INDIANA - Election officials backtrack to identify voting machine glitch
http://www.courierpress.com/ecp/news/article/0,1626,ECP_734_3339868,00.htmlBy BRYAN CORBIN Courier & Press staff writer
November 19, 2004
Today, election officials will try to duplicate the computer
malfunction that locked up the screens of some electronic voting
machines on Election Day.
The experiment is part of a larger process to diagnose causes of long
lines at Vanderburgh County polling places that resulted in a flurry
of voter complaints.
County Clerk Marsha Abell estimates approximately 150 mailed-in
absentee ballots were not counted because of handling errors, either
by voters or by a temporary Election Office employee who was
terminated.

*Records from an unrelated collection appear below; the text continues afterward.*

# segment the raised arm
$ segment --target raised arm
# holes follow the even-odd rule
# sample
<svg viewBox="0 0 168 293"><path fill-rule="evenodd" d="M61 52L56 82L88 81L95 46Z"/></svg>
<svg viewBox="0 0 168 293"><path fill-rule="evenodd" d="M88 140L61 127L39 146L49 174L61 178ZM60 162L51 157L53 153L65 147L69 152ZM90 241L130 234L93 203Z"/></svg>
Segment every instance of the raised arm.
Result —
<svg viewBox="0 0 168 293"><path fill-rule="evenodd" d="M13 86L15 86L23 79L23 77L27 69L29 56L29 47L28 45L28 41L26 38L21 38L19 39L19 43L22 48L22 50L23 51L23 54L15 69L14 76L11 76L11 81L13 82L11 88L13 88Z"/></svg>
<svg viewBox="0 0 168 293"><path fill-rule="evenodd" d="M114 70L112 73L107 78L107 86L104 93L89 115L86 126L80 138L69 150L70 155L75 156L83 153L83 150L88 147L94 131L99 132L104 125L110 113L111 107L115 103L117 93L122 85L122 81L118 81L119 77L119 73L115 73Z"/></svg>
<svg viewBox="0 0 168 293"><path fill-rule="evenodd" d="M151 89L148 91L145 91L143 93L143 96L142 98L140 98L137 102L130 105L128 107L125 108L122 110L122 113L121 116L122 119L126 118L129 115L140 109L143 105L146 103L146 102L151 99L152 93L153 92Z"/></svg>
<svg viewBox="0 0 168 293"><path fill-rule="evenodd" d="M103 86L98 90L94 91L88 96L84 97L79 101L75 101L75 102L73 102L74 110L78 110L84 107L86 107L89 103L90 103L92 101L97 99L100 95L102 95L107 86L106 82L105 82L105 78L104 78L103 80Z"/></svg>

The postelection review, ordered by the Vanderburgh County
Commissioners, continues today in the county election office in
Evansville's Civic Center.
Officials are looking for any discrepancy between the number of people
who signed in to vote at certain precincts Nov. 2 and the number of
votes actually cast. "We are going to try to pull 14 precincts and
hand-count the number of ballots the machine (had recorded as) cast in
that precinct. We are going to compare that to the poll book and see
how accurate we are," Abell said. Vanderburgh County paid $2.9 million
for the touch-screen voting system. On a day of high voter turnout,
532 of the company's iVotronic touch-screen voting machines were in
use. Poll workers at some precincts complained that computer screens
locked up, halting the voting process, at least temporarily.